We love Christmas. And Christmas is best celebrated in little increments, that bolster our anticipation of the big day. After all, advent means “the coming”. We celebrate the birth of our Lord, but even as we do, we
identify with the Jews who waited for their Messiah with longing. Advent is a time to examine our longings. Our long wait for the return of Christ, to set all things right, mirrors the wait we celebrate. So to help our children understand the true meaning of Christmas, the bigger picture of Christ and his church, the celebration of advent is important.
We always enjoy our advent calendar, but truly this is more of a countdown than a contemplation or observance. To observe a season of reflection and longing we have to turn to God’s word. There are some great resources for this. When my dolls were 1 to 4 years old I used a lovely board book, High Chair Devotions with them. Although not made anymore, there are lots of used copies floating around the internet (credit them being built so sturdily). Our favorite was The First Christmas. My
dolls memorized the poems and finger plays and loved them. When they were older we tried a number of interesting devotionals out there, but settled upon Arnold Ytreeide’s series for advent. It starts with Jotham’s Journey (see the affiliate link below).
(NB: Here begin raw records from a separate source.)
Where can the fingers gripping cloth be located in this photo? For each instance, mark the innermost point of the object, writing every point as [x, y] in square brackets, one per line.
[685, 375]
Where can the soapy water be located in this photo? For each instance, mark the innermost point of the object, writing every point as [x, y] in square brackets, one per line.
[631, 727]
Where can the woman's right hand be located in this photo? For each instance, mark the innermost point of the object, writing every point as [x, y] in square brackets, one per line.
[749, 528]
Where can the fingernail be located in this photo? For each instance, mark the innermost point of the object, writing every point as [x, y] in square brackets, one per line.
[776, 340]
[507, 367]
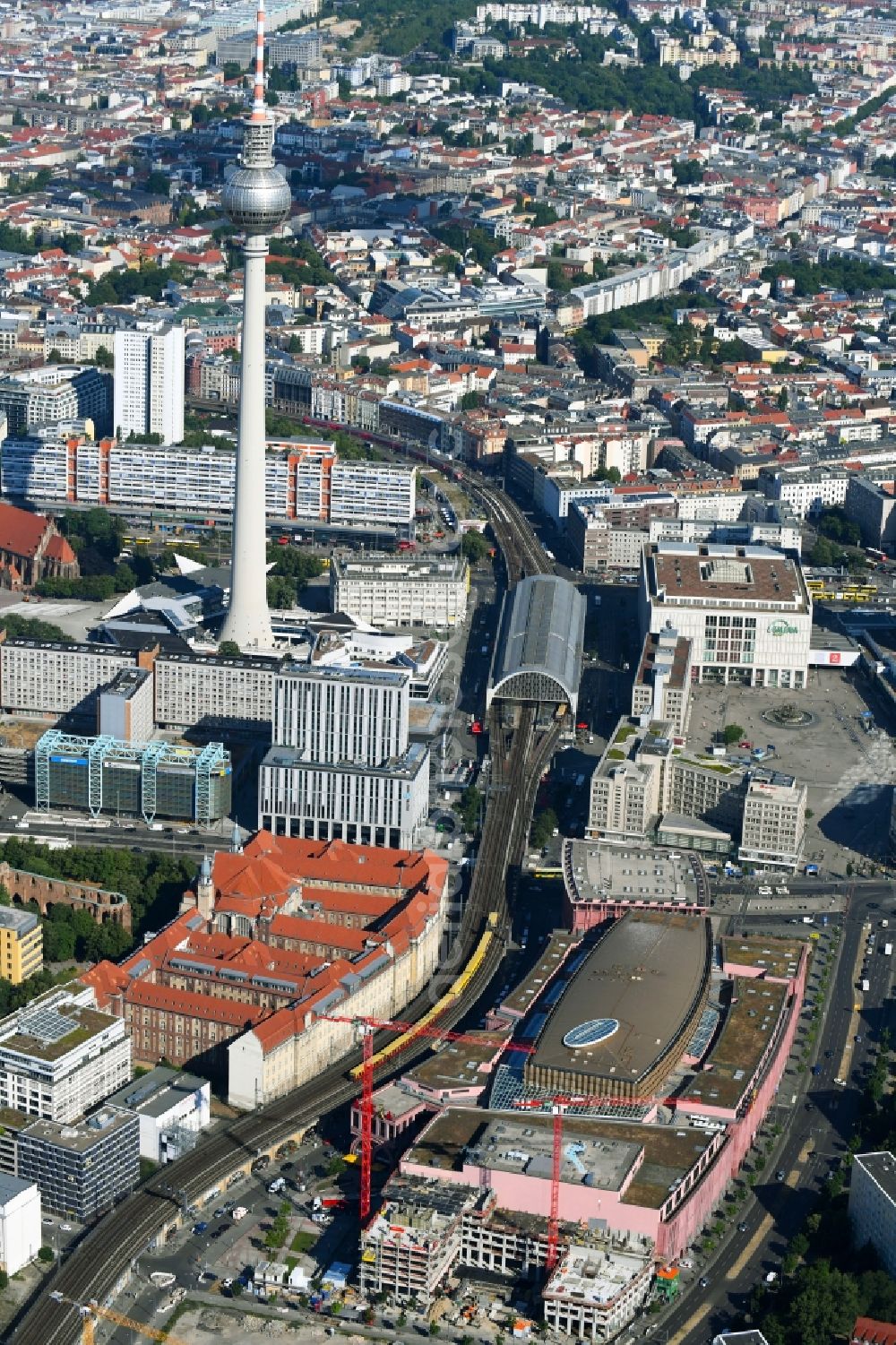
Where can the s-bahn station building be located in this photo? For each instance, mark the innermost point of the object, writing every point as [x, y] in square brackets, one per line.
[539, 638]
|Jotham’s Journey: A Storybook for Advent|
He even has an excellent book for Lent or the days leading up to Easter, Amon’s Adventure: A Family Story for Easter. It is fun to light a candle during evening devotions. My favorite is the Days of Advent Candle with Christmas Theme, since we light the symbolic purple candles in the wreath at church.
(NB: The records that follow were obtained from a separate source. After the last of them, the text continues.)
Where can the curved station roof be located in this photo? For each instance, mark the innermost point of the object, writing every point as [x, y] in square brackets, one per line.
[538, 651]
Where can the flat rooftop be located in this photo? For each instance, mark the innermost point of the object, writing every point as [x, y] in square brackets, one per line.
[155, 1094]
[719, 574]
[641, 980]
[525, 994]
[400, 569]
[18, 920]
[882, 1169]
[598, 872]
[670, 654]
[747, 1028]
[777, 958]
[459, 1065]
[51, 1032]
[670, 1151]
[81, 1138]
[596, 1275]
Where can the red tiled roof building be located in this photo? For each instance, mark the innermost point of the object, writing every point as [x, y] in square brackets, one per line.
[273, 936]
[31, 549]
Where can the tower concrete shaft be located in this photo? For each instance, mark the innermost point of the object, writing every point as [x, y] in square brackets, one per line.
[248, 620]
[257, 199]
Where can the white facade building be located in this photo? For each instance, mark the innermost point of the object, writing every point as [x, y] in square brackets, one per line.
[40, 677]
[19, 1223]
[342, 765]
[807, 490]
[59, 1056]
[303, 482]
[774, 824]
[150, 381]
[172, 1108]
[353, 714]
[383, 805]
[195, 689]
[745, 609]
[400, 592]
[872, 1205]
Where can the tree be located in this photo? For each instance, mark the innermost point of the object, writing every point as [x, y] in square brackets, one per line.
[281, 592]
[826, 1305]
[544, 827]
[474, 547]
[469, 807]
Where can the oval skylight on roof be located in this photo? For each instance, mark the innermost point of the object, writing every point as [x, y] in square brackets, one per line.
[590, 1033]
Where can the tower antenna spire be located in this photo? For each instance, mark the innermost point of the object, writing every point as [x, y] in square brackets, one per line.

Music can also be a helpful tool. It has tremendous power over our thoughts and feelings. We can use it to focus our minds on what we wish to mull over. There are some beautiful hymns of longing, such as O Come, O come Emmanuel, Come Thou Long Expected Jesus, Let All Mortal Flesh Keep Silence, Lo How A Rose E’er Blooming and the entire first half of Handel’s Messiah.
We choose a project each year to help us focus on others instead of ourselves. Some years have helped pack boxes for Operation Christmas Child, shopped for Angel Tree gifts, and given time and money to other causes close to our heart, like adoption. We spend time making gifts instead of shopping. And we pray for the families that send us Christmas cards.
There is an abundance of heart-warming Christmas literature out there that focuses on virtue, contentment, and generosity. We love to read short stories like The Gift of the Magi, The Miraculous Staircase, Our Lady’s Juggler, Christmas Every Day, or My Christmas Miracle from Norman Rockwell’s Christmas Book, as well as every single story in The Candle in the Forest and Other Christmas Stories Children Love.
The idea is not to pack the season with activities that wear us out, but to be intentional about what we choose to do. Does it fit with our purposes to prepare our hearts and minds to celebrate the coming of Christ? Symbolically of our salvation in this Christmas season and literally as we long for His return?
“The people living in darkness have seen a great light; on those living in the land of the shadow of death, a light has dawned.”